Narrative Women in Context

Examines the effects of the absence of a mother figure in works by Jamaica Kincaid, Virginia Woolf, and Toni Morrison.

When looking at literature as a symbolic representation of society, the absence of a mother figure within the narrative may have a direct correlation with the portrayal of society as strictly patriarchal. The paper shows that in Jamaica Kincaid’s The Autobiography of My Mother, the loss of Xuela’s mother and alienation from her father reflects an alien and abusive society that leaves no room for her as an individual. For Rachel, in Virginia Woolf’s A Voyage Out, the almost complete sublimation of a mother figure and the overtly abusive, brutish properties of her father seem to be correlated with a reference to the English society during the Imperialist years. The paper shows how the narrator and heroine, Pecola, from Toni Morrison’s novel, “The Bluest Eye”, wants to disengage herself from the society of her parents and be accepted into the white culture.
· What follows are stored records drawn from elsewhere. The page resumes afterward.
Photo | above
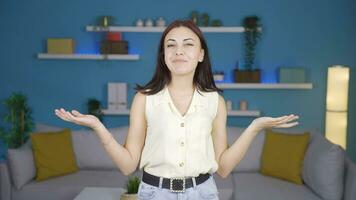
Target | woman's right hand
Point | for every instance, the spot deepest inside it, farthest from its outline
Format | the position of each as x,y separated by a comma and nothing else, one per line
76,117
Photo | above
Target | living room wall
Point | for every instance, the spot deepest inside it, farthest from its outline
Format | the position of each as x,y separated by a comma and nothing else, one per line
309,34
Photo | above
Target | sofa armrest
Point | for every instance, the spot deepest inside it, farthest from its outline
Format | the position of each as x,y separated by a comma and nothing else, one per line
350,180
5,182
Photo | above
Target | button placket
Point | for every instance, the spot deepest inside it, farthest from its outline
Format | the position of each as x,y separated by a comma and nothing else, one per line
181,143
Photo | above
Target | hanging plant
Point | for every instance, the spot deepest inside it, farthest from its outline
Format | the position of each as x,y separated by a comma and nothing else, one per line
19,117
251,37
250,73
94,108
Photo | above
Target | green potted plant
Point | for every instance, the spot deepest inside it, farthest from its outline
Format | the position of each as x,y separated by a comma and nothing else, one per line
250,73
131,189
94,108
19,117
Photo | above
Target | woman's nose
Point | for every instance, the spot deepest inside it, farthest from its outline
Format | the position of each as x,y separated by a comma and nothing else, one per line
179,51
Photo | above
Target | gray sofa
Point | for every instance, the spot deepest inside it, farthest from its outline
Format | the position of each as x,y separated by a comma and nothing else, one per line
327,172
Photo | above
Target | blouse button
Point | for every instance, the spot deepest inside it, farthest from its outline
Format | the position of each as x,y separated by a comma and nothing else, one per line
182,143
181,164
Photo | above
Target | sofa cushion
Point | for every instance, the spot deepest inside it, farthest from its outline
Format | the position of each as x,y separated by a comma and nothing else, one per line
255,186
283,155
53,154
252,160
90,152
323,169
350,180
22,166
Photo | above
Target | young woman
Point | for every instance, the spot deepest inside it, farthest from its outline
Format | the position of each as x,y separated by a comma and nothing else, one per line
177,130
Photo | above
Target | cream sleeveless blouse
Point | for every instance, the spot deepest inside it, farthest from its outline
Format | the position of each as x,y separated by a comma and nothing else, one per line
176,145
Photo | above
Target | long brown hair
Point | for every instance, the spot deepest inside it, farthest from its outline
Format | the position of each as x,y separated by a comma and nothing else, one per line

“Percola’s only ‘mirror’ to her self-worth is a systematic devaluation by the world, as seen in her parent’s treatment of her and the constant ridicule from other school children because of her dark skin, poverty and ugliness. The black boys in the neighborhood torment her with a verse they compose to belittle her “‘Black e mo…Yadaddsleepsnekked (191). White attitudes toward blacks are exemplified in Pecola’s interaction with the storeowner, Mr. Yacobowski: She looks up at him and sees the vacuum where curiosity ought to lodge. And something more. The total absence of human recognition – the glazed separateness (42). Without the support of a recognition with her community, Pecola becomes extremely vulnerable to the traumas of being beaten and rejected by her mother, raped by her father and then losing the baby.